Of course, if they don't sell that room for the weekend they are down the money they could have made from you.

z


----------



## quinno (11 May 2006)

I think it is a rip-off, although I notice some places have relaxed this policy. I always laugh when I hear hoteliers saying how tough the business is, profits etc - if they concentrated on serving the customer they might not have this problem.  It's ridiculous if you want to stay one night that you have to book 2 - only in Ireland!!


----------



## Rose32 (11 May 2006)

Just a suggestion.. Have you tried to book this hotel through an online company and not directly with the hotel??  Anytime I go away now (which is quite regularly for weekends) I book online and its anything upto half price and this stupid policy may not apply.. Worth checking out?!


----------



## ClubMan (11 May 2006)

It's not a rip-off if they explained their policy up front and you were able to make a decision on whether or not to purchase their services.


----------



## porterbray (12 May 2006)

Have to agree with ClubMan, if you're told in advance its not really a rip off. We're getting married on a Saturday later this year and it was one of the factors we took into account when booking the hotel. Several hotels offered us 10 or so rooms for the family at a reduced rate for the Sat only but anyone else had to book packages for 2 nights plus dinner. We told each hotel that this was a major reason for not booking them, and two said that they were starting to hear this complaint on a regular basis from potential clients and were considering changing their policy, so maybe complaining does work sometimes.


----------



## ubiquitous (12 May 2006)

quinno said:
			
		

> only in Ireland!!


Not true -  to take just one city, many hotels in Midtown New York operate this policy.


----------



## CN624 (12 May 2006)

Kilkenny seems to be a law unto itself though. 
Been loads of times and like the place but the charges (accomodation & taxis) are really expensive for a provincial town (city I know). 

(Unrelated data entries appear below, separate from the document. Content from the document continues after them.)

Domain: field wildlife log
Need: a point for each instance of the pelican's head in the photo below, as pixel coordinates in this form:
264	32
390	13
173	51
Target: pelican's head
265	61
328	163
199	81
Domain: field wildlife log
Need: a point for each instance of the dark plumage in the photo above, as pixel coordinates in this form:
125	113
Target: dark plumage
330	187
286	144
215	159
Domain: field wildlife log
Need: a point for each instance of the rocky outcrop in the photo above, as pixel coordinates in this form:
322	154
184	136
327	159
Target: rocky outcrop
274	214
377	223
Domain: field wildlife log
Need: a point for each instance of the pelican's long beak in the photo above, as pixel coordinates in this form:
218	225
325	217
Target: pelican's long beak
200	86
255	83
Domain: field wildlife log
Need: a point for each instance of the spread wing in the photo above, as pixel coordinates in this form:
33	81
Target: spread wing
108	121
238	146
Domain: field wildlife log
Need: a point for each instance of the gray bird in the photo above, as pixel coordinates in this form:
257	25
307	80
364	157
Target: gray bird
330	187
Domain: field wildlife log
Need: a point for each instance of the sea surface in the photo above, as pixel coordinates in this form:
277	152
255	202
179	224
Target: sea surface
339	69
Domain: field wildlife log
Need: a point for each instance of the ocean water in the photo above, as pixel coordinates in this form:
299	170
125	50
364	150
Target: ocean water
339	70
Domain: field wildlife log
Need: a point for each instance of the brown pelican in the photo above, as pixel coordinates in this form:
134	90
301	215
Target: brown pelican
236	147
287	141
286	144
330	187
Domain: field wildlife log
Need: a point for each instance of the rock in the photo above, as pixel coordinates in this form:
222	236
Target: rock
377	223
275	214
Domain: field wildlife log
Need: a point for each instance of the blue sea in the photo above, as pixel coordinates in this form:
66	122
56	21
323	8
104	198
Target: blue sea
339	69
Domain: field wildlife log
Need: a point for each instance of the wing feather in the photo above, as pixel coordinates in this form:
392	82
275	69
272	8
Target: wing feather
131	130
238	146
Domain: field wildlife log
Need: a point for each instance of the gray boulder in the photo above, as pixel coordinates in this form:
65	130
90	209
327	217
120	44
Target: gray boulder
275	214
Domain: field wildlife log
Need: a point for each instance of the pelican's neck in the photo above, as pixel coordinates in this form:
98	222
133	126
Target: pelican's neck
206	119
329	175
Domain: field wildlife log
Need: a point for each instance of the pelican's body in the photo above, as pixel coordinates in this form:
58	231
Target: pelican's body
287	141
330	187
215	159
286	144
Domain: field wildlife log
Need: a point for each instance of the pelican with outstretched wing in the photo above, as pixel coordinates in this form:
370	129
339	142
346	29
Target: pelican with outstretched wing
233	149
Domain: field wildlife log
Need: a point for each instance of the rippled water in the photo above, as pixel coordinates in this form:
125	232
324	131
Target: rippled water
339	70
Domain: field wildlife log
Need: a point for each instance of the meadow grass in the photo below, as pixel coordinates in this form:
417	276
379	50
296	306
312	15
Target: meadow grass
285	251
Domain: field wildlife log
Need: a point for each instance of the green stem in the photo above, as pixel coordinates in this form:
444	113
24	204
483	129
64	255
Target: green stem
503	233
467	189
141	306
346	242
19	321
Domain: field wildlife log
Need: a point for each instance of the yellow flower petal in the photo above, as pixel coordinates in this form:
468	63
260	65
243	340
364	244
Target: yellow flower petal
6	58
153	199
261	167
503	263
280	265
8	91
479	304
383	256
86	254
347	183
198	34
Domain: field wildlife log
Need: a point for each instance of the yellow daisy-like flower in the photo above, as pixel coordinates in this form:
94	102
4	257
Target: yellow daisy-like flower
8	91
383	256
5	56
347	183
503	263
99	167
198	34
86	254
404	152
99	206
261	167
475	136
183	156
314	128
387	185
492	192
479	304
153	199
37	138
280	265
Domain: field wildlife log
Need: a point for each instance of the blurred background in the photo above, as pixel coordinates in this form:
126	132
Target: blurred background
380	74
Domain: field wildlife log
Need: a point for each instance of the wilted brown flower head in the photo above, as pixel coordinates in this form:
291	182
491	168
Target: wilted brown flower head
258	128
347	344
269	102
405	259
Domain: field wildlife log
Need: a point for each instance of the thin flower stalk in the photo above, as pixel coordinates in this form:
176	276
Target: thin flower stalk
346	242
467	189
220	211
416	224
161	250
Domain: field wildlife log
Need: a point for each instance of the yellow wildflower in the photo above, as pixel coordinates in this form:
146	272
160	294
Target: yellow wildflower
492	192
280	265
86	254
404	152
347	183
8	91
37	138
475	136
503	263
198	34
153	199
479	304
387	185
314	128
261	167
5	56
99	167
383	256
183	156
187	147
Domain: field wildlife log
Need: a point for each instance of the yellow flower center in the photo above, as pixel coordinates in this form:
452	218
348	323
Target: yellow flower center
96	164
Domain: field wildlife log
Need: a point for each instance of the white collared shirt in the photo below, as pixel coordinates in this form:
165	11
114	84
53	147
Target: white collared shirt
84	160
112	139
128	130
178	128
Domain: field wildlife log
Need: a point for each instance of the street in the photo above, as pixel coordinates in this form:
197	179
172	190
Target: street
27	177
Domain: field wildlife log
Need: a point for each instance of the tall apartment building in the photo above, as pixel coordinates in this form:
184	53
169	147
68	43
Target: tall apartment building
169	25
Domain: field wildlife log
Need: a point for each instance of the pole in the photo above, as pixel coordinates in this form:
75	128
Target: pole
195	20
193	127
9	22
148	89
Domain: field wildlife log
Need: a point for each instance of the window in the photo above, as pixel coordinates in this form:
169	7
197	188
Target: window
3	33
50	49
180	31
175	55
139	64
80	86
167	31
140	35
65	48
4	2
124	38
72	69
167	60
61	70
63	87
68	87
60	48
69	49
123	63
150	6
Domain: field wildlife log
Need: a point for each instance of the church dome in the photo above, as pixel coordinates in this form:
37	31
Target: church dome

Haven't been back in over two years mainly due to the cost and the fact its becoming very crowded and tacky. 

Prefer to head to Donegal now for cheaper prices and nicer people!


----------



## CCOVICH (12 May 2006)

CN624 said:
			
		

> Prefer to head to Donegal now for cheaper prices and nicer people!


 
I dispute that.  I'm not nice.


----------



## ClubMan (12 May 2006)

I've heard you're cheap though!


----------



## Humpback (12 May 2006)

CN624 said:
			
		

> Kilkenny seems to be a law unto itself though.


 
Had that experience myself. B&B over a pub was booked by a bestman for a stag weekend. 4 of us on 4 beds in one room. Came to paying and the landlord asked for €60. Innocent me thought it was €60 for the 2 nights. But no, €60 per person, per night. €240 per night in a B&B to share with 3 others. 

Nice work if you can get it.


----------



## ClubMan (12 May 2006)

Did you ask in advance how much the _B&B _would cost each person? If not why not?


----------



## Humpback (12 May 2006)

ClubMan said:
			
		

> Did you ask in advance how much the _B&B _would cost each person? If not why not?


 
Ah Clubman, you must know me better than that. I didn't respond to the original ripoff comment because you'd taken my lines already. You didn't see me complaining above, just stating facts. Bestman booked the thing so I just went with the flow.


----------



## Art (15 May 2006)

Did anyone notice that this post sparked an article in yesterday's Sunday Times? Needless to say AAM was not specifically mentioned - it just referred to a complaint on an "internet forum"....


----------



## ClubMan (15 May 2006)

Is this the article? Are you sure that it's referring to _Askaboutmoney_?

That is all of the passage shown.